Surrounding yourself with the best experts pays off in racing and in business

I recently participated in the Runner’s World Challenge to train for the Flying Pig marathon. I’ve trained for marathons before, but never quite like this. For this marathon, I was being helped by some of the best and most knowledgeable running experts in the nation. And it really paid off.

We’ve all heard the saying that the best business owners and CEOs surround themselves with the best people and that’s what makes them strong and successful. We’ve also heard that surrounding yourself with people and situations that challenge you will help you excel. It’s not any different in racing and my experience with the Runner’s World Challenge is a perfect example of that.

The Flying Pig 2010 was my fourth marathon and my second Flying Pig.
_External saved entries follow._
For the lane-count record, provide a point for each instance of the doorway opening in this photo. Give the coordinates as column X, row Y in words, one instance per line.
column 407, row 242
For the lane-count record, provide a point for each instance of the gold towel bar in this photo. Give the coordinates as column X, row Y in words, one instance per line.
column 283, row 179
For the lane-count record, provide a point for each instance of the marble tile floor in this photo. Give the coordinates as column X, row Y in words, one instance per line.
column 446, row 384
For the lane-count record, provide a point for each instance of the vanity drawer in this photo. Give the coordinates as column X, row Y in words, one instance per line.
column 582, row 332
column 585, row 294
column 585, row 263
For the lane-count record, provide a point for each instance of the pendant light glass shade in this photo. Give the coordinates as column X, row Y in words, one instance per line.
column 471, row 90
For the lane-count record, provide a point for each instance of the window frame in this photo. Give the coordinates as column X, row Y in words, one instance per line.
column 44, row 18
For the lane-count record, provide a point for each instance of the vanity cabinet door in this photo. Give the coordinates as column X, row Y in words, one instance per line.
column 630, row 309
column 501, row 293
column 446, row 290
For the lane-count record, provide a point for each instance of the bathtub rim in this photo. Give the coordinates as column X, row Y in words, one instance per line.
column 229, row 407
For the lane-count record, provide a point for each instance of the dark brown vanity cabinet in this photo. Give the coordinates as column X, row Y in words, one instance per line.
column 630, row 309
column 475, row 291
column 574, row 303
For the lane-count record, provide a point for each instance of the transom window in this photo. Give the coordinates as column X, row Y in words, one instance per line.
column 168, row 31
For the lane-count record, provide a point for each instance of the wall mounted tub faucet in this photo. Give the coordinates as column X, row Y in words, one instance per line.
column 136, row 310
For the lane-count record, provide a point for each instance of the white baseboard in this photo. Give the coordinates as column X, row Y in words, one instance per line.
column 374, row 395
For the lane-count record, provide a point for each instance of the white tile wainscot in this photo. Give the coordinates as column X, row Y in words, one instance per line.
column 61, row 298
In past marathons, I’ve gone out too fast in the first half, only to feel fatigued to a point where I slowed down significantly in the second half. The Challenge training program taught me a lot of things, but one of the most important ones was pacing. Through very strategic and focused workouts designed by the experts at Runner’s World, I was able to truly find my pace, better control it and learn to do a negative split in my training runs, no matter the distance. A negative split means you get faster as the workout progresses instead of slowing down as you fatigue. While this newly found feel for pacing was encouraging, I knew the real proof of what I learned would be on race day when adrenaline is surging and I’m surrounded by other runners who may be pacing faster than I could or should run.

The other aspect of the Challenge is that it truly challenges you. My personal challenges were to run the race with a negative split and to set a personal record (PR).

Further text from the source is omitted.